We stayed for an hour or two, enjoying the waves, the big, big waves, chasing the seabirds and lying on the sand before the waters rhythmically devoured it.

Soon, it was time to head back to Guraidhoo, the second stop in our journey. It is our fourth day in this island country, Jes and I.

A few days ago, we woke up in the Maldivian capital of Male, to the sound of birds chirping outside the window of room 402, our temporary home in this Muslim country of only 393,500 people.

I had my first glimpse of the city that morning, while sitting on the rattan chair of our fourth floor balcony.

I could see my reflection from the window of the building right across us, the distance was just a little longer than arm's length. No kidding.

The streets are narrow, so narrow that cars have to fold their side mirrors when they pass by; the buildings are pastel colored, mostly cream and faded yellow. For a second I thought I woke up in Lisbon, as I did one morning in the April of 2011, because of hints of Portuguese architecture. This is not a surprise, with the island colonized by Portugal many lifetimes ago.

The morning sun is out, the air is gentle. It is a quiet perfect morning, with the smell of brewed coffee wafting in the air and restless pigeons dancing outside our window, far from what I had imagined the night before.

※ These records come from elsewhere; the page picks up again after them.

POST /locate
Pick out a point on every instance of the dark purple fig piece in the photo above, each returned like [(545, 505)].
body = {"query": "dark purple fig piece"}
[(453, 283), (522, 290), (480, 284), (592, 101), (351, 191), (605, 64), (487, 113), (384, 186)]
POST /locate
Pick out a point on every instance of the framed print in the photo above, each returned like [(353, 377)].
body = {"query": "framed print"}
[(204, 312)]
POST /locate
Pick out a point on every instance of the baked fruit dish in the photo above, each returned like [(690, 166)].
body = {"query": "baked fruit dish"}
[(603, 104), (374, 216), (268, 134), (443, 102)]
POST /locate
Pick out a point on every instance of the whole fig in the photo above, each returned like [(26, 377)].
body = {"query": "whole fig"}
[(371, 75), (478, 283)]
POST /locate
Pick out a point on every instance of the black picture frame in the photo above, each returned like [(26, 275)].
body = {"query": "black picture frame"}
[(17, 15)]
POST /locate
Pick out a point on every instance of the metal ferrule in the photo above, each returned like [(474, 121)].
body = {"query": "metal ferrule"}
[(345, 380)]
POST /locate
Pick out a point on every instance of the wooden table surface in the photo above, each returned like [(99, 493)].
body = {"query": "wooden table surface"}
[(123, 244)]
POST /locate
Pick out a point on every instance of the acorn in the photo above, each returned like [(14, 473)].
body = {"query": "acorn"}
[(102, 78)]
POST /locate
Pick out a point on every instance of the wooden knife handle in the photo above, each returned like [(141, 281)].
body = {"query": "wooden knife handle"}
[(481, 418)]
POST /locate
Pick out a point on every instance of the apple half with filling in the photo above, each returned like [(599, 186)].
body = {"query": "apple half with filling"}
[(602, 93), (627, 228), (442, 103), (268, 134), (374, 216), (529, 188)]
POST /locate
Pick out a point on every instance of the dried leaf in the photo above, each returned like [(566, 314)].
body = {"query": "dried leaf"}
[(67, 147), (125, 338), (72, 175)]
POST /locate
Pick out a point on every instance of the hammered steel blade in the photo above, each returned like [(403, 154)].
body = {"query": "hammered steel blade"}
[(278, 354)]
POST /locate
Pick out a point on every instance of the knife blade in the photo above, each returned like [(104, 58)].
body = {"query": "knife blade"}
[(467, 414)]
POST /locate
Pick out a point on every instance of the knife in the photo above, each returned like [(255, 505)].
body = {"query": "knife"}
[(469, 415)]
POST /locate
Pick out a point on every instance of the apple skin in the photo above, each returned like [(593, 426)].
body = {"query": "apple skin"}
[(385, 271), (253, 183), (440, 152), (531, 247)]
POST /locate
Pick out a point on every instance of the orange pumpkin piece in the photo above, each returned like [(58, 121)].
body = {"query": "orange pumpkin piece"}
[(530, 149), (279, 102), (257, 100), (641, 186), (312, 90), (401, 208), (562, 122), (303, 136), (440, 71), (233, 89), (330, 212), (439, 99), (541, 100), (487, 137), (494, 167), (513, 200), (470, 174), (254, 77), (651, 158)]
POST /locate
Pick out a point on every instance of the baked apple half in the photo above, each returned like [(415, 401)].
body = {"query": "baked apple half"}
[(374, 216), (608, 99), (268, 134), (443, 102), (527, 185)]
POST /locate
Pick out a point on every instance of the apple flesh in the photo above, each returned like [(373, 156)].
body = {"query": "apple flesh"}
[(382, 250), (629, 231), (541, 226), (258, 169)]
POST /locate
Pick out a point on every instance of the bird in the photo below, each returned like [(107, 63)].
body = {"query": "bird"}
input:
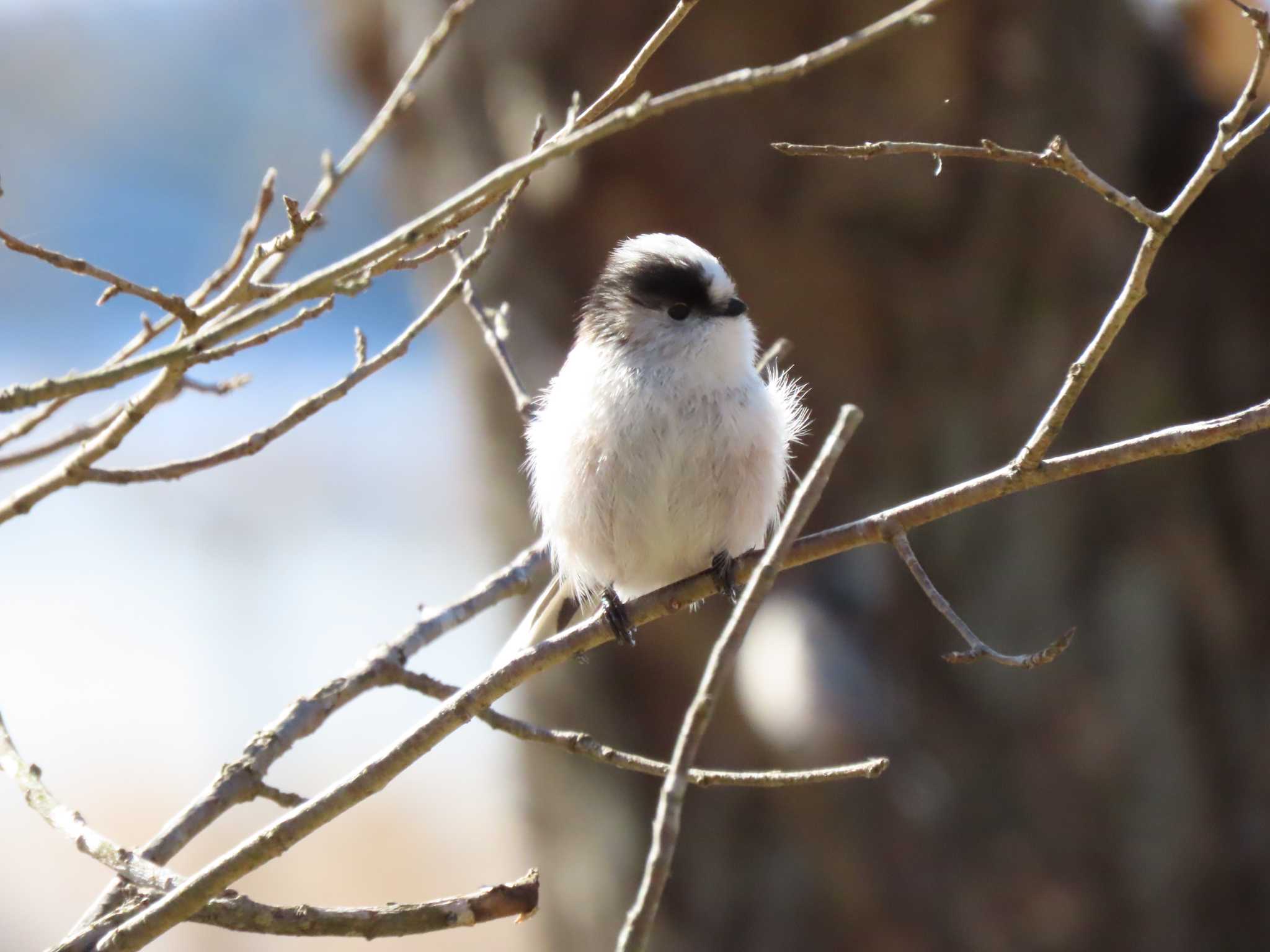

Evening had already descended by the time our plane from Singapore touched down the runway of Ibrahim Nasir International Airport. In the dark, I could not see the paradise that people say Maldives is even as I squinted my eyes many times over,

On the contrary, I felt like a war refugee traveling in the dead of night on a ferry with about a hundred more passengers to a far-away place. There was nothing but darkness and the roar of the ferry's engines.

But the far-away place I imagined turned out to be just ten minutes away, the capital of Male, a quaint city littered with curio shops and filled with Maldivians who are as warm and laid-back as islanders can be.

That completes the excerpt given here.